METODE PENELITIAN Jenis penelitian yang digunakan adalah metode kualitatif. Alasan penggunaannya karena tujuan dari penelitian ini terfokus pada upaya untuk menggali relasi kepala desa dan badan permusyawaratan desa dalam mewujudkan kepemerintahan yang baik. Terkait dengan penelitian studi kasus deskriptif, F.N. Maxfield (Nazir, 2005:57) mengungkapkan bahwa: yang dimaksud dengan studi kasus atau penelitian kasus subjek penelitian yang berkenaan dengan suatu fase spesifik atau khas dari keseluruhan personalitas. Subjek penelitian dapat saja berupa individu, kelompok, lembaga, maupun masyarakat.
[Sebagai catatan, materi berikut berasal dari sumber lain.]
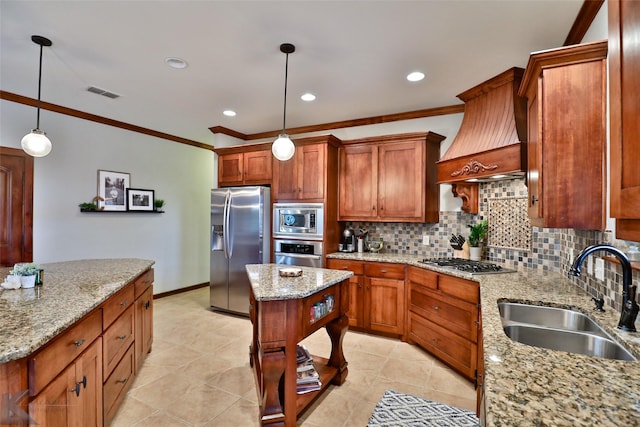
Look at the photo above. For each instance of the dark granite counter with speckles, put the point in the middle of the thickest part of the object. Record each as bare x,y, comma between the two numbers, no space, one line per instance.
29,318
531,386
267,284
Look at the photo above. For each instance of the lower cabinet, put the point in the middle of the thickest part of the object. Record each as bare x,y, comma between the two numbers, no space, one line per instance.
74,397
376,296
444,318
81,377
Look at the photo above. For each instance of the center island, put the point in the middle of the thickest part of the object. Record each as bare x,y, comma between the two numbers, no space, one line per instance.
284,311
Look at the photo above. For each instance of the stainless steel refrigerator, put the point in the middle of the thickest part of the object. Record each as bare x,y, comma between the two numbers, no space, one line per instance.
240,235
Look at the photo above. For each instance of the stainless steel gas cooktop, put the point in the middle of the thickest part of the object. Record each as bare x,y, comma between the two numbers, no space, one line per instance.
468,266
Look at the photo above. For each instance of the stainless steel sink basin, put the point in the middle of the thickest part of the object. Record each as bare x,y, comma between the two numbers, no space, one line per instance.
569,341
559,329
549,317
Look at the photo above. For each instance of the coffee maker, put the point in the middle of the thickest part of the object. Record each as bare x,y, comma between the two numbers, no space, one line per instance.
348,240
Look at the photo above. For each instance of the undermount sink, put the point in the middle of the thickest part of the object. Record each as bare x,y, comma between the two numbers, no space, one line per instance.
559,329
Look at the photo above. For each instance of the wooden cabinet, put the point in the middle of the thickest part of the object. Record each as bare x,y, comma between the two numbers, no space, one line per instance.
250,167
390,178
376,296
444,317
624,84
566,110
74,397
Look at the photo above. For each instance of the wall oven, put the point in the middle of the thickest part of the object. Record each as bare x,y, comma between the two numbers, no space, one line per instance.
298,220
306,253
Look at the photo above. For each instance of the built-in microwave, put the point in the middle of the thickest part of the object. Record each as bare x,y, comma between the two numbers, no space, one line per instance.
298,220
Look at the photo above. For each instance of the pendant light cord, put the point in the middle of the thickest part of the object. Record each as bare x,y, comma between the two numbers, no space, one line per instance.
39,88
284,114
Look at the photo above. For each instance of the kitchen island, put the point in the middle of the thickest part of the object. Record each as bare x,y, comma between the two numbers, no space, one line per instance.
532,386
283,311
86,329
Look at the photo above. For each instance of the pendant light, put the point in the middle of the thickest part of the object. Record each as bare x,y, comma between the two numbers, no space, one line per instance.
36,143
283,148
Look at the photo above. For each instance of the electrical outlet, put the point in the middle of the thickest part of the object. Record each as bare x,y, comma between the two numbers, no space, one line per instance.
599,269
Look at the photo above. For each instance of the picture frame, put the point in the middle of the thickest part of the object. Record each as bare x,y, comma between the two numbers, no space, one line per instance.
112,188
140,200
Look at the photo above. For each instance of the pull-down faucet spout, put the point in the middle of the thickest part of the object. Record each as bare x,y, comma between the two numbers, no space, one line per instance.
629,305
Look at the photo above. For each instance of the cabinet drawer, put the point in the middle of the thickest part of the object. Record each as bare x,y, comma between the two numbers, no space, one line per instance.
143,282
457,352
116,340
384,270
467,290
116,385
426,278
45,365
453,314
116,305
340,264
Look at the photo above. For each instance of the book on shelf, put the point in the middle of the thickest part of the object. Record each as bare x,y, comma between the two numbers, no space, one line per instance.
307,378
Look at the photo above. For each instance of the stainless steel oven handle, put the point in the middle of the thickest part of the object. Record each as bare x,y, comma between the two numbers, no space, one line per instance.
304,256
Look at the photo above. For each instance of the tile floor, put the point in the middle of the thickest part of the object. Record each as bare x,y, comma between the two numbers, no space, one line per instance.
198,373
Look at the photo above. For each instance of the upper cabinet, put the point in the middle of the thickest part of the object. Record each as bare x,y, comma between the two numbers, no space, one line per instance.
309,174
390,178
624,84
566,148
250,165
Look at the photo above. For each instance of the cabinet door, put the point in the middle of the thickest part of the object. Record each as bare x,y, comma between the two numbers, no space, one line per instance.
384,306
624,84
257,167
285,179
311,171
358,181
230,169
401,181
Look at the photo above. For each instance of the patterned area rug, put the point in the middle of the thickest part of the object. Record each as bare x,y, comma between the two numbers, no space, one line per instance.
404,410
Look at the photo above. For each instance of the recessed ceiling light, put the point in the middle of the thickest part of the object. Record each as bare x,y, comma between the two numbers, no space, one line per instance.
308,97
415,76
176,63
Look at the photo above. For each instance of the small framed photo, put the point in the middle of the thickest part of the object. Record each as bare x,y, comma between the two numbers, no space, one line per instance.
112,187
140,200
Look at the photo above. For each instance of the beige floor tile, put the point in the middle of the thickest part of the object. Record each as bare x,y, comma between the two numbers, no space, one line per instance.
198,373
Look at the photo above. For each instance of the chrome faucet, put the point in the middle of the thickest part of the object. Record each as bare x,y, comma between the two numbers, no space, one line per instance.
629,305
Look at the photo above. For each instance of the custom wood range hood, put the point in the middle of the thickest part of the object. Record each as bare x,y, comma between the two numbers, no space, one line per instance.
491,142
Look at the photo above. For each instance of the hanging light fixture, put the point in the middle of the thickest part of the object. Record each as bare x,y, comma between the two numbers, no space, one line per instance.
36,143
283,148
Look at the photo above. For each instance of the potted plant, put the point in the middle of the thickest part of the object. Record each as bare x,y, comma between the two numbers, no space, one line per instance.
477,234
27,272
158,203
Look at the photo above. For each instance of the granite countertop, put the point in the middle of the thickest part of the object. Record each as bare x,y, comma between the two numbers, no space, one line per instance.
29,318
268,285
531,386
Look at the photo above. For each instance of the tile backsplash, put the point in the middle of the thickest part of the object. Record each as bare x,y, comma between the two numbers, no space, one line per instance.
511,239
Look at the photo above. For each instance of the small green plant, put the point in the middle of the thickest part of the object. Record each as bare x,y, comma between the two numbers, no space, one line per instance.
25,269
88,206
477,233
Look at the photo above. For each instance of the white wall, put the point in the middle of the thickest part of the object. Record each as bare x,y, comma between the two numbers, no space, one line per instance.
177,240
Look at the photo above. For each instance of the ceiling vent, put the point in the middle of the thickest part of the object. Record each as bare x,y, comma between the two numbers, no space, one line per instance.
491,142
97,90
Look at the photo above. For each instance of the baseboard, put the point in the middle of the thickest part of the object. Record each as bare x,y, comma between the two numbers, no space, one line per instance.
179,291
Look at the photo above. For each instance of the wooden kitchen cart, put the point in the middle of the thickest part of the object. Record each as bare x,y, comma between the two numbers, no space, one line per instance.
278,327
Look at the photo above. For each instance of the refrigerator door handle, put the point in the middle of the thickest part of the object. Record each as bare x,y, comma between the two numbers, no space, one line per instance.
225,216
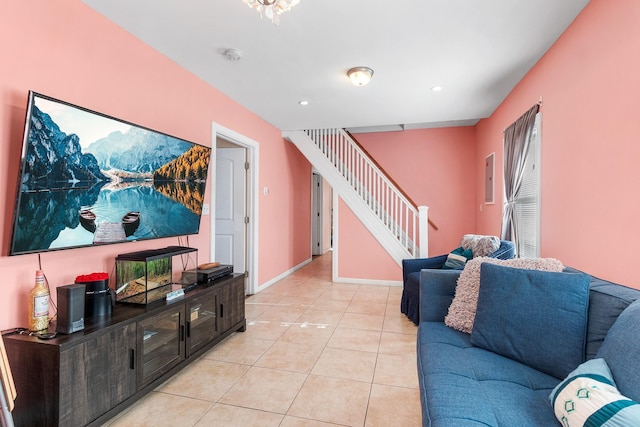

Fokus dalam penelitian ini adalah peranan anggota legislatif perempuan dalam merespon kepentingan perempuan di Kabupaten Kepulauan Siau Tagulandang dan Biaro, antara lain : 1. Memperjuangkan kepentingan perempuan melalui proses legislasi (membuat perda) 2. Melaksanakan musyawarah rencana pembangunan perempuan Kabupaten Sitaro untuk membuat program yang memperjuangkan kaum perempuan. 3. Melakukan fungsi kordinasi dengan LSM pemerhati perempuan dan Lembaga Pemberdayaan Perempuan untuk mendapatkan informasi dan masukan saran. Informan yang dipilih adalah informan yang benar paham dan mengetahui permasalahan yang dimaksud. Informan yang akan penulis wawancarai terdiri dari: 1. 2 (dua) orang Anggota legislatif perempuan DPRD Kabupaten Sitaro dapil 3 periode 2009-2014 2. 2 (dua) orang pengurus PKK Teknik pengumpulan data yang digunakan peneliti dalam penelitian ini yaitu: Dalam penelitian ini peneliti menggunakan teknik wawancara. Wawancara merupakan alat recheking atau pembuktian terhadap informasi atau keterangan yang diperoleh sebelumnya. Teknik wawancara yang digunakan dalam penelitian kualitatif adalah wawancara mendalam. Proses memperoleh keterangan untuk tujuan penelitian dengan cara tanya jawab sambil bertatap muka antara pewawancara dengan informan atau orang yang diwawancarai, dengan atau tanpa menggunakan pedoman (guide) wawancara.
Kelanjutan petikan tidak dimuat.